Why type specificity matters#
By default, presto generates SMIRKS patterns specific enough to identify every atom in the molecule. With fully specific types, no SMIRKS matches more than one molecule, so the congeneric fit is mathematically equivalent to fitting each molecule independently.
To share parameters across the series, reduce specificity so that SMIRKS for chemically equivalent substructures match across molecules. This is controlled by max_extend_distance in type_generation_settings.
For the conceptual treatment, see Concepts → Type generation and SMIRKS specificity.
max_extend_distance recipe#
max_extend_distance is the number of bonds outward from each tagged atom that the SMIRKS is allowed to extend.
-1(default) — no limit; SMIRKS specifies the whole molecule.2— typically a reasonable starting point for a congeneric series. Shared substructures up to 2 bonds out collapse onto the same parameter.

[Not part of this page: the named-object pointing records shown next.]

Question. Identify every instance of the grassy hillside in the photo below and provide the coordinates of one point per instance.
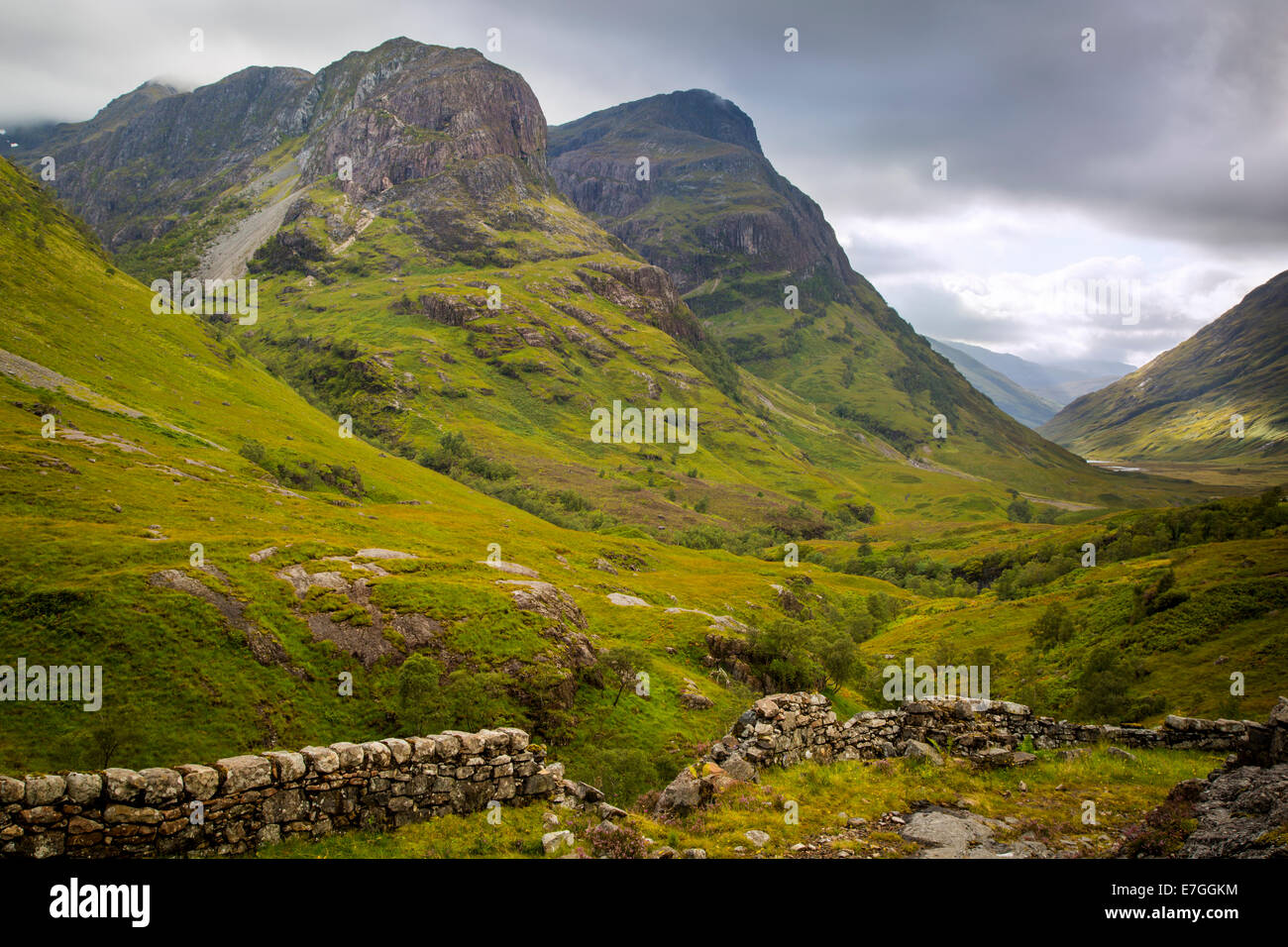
(737, 235)
(1020, 403)
(1181, 407)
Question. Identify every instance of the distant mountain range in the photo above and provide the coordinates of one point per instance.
(1019, 402)
(1192, 402)
(1056, 381)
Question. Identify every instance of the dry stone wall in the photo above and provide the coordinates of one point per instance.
(243, 801)
(787, 728)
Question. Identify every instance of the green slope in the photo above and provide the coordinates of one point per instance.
(1017, 401)
(735, 234)
(1181, 406)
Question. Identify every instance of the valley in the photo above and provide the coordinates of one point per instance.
(380, 508)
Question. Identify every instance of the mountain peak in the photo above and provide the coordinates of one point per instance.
(706, 114)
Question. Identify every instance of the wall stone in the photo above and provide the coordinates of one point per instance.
(786, 728)
(258, 799)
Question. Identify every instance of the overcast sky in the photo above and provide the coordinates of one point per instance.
(1061, 165)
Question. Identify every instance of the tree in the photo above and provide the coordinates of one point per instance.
(1019, 510)
(1055, 626)
(625, 663)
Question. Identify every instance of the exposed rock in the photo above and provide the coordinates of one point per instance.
(553, 841)
(622, 599)
(915, 749)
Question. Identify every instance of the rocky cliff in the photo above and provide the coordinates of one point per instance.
(707, 172)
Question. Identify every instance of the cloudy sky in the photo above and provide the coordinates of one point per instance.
(1067, 170)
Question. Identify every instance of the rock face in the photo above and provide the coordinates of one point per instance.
(953, 834)
(1241, 810)
(1241, 813)
(467, 134)
(191, 145)
(691, 140)
(244, 801)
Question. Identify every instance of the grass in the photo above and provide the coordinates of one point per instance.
(1050, 808)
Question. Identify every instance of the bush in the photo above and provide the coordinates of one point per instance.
(617, 841)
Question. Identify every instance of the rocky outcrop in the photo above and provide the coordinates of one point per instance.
(692, 140)
(460, 140)
(244, 801)
(787, 728)
(1237, 812)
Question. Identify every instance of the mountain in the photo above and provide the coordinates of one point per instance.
(1019, 402)
(389, 479)
(739, 239)
(1180, 406)
(1057, 381)
(419, 270)
(176, 515)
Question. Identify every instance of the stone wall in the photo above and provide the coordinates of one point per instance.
(258, 799)
(784, 729)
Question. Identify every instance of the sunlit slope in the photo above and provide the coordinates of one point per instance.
(1193, 401)
(759, 263)
(153, 418)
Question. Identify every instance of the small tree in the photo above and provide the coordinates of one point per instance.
(623, 663)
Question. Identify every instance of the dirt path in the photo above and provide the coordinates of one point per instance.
(227, 257)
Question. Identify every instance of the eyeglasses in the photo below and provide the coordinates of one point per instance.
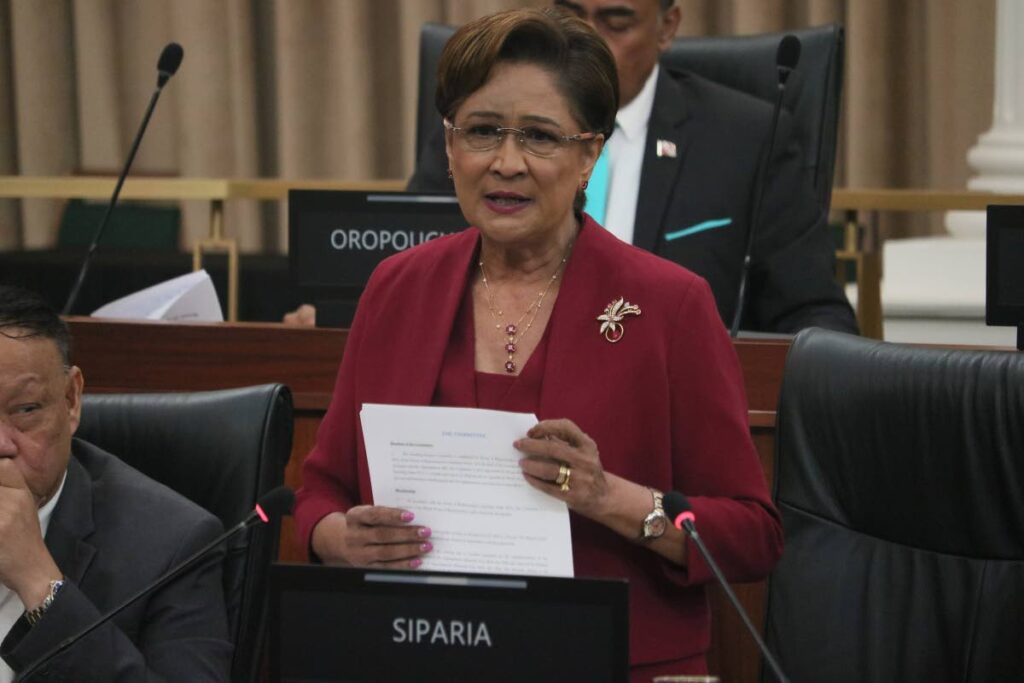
(532, 139)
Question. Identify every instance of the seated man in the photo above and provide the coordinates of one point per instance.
(81, 531)
(682, 164)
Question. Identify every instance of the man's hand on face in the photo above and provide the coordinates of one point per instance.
(26, 564)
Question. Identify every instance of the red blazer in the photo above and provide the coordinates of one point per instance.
(666, 407)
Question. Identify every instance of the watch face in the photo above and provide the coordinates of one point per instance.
(654, 525)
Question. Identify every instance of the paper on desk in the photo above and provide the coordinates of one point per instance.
(456, 469)
(188, 298)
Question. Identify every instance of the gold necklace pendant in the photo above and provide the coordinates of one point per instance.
(512, 335)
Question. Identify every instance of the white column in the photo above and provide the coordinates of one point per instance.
(998, 157)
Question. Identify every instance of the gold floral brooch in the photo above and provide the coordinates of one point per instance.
(611, 319)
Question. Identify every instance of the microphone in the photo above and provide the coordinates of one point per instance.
(786, 57)
(167, 66)
(678, 508)
(271, 505)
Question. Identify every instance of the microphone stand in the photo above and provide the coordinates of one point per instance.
(73, 297)
(691, 530)
(783, 75)
(163, 581)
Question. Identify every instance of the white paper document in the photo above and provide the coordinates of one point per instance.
(457, 471)
(188, 298)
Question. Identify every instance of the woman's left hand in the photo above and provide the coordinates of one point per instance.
(552, 444)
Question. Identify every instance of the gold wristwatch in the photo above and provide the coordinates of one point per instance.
(656, 521)
(33, 615)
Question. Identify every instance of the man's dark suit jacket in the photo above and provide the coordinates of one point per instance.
(113, 531)
(720, 135)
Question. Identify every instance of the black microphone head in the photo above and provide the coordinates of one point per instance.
(675, 503)
(276, 502)
(786, 57)
(168, 63)
(788, 52)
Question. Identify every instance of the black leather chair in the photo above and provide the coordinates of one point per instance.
(222, 450)
(900, 480)
(812, 92)
(742, 62)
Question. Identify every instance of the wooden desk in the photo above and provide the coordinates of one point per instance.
(160, 356)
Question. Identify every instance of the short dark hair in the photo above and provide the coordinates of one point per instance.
(550, 38)
(582, 63)
(25, 310)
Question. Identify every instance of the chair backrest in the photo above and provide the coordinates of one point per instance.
(900, 480)
(812, 92)
(742, 62)
(222, 450)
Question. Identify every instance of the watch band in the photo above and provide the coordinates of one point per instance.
(655, 522)
(33, 615)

We've found 2 minimally affects training and test loss for TYK2 ligands, while letting shared parameters average over the combined dataset (which is intended to reduce noise from per-molecule finite MD sampling variance). Values larger than 2 will very likely be required in some cases.
Full YAML example#
To share parameters between two TYK2 ligands, generate a default YAML and modify the max_extend_distance parameters for all valence types:
param_settings:
molecule_input_type: smiles
molecules:
- CCC(CC)C(=O)Nc2cc(NC(=O)c1c(Cl)cccc1Cl)ccn2
- CCC(=O)Nc1cc(NC(=O)c2c(Cl)cccc2Cl)ccn1
...
type_generation_settings:
Bonds:
max_extend_distance: 2
include: []
exclude: []
Angles:
max_extend_distance: 2
include: []
exclude: []
ProperTorsions:
max_extend_distance: 2
include: []
exclude:
- '[*:1]-[*:2]#[*:3]-[*:4]'
- '[*:1]~[*:2]-[*:3]#[*:4]'
- '[*:1]~[*:2]=[#6,#7,#16,#15;X2:3]=[*:4]'
ImproperTorsions:
max_extend_distance: 2
include: []
exclude: []
...
Run it#
SDF inputs#
The same applies when you provide multiple unique molecules in a single SDF file. Set molecule_input_type: sdf and list .sdf paths in molecules — see Use SDF inputs.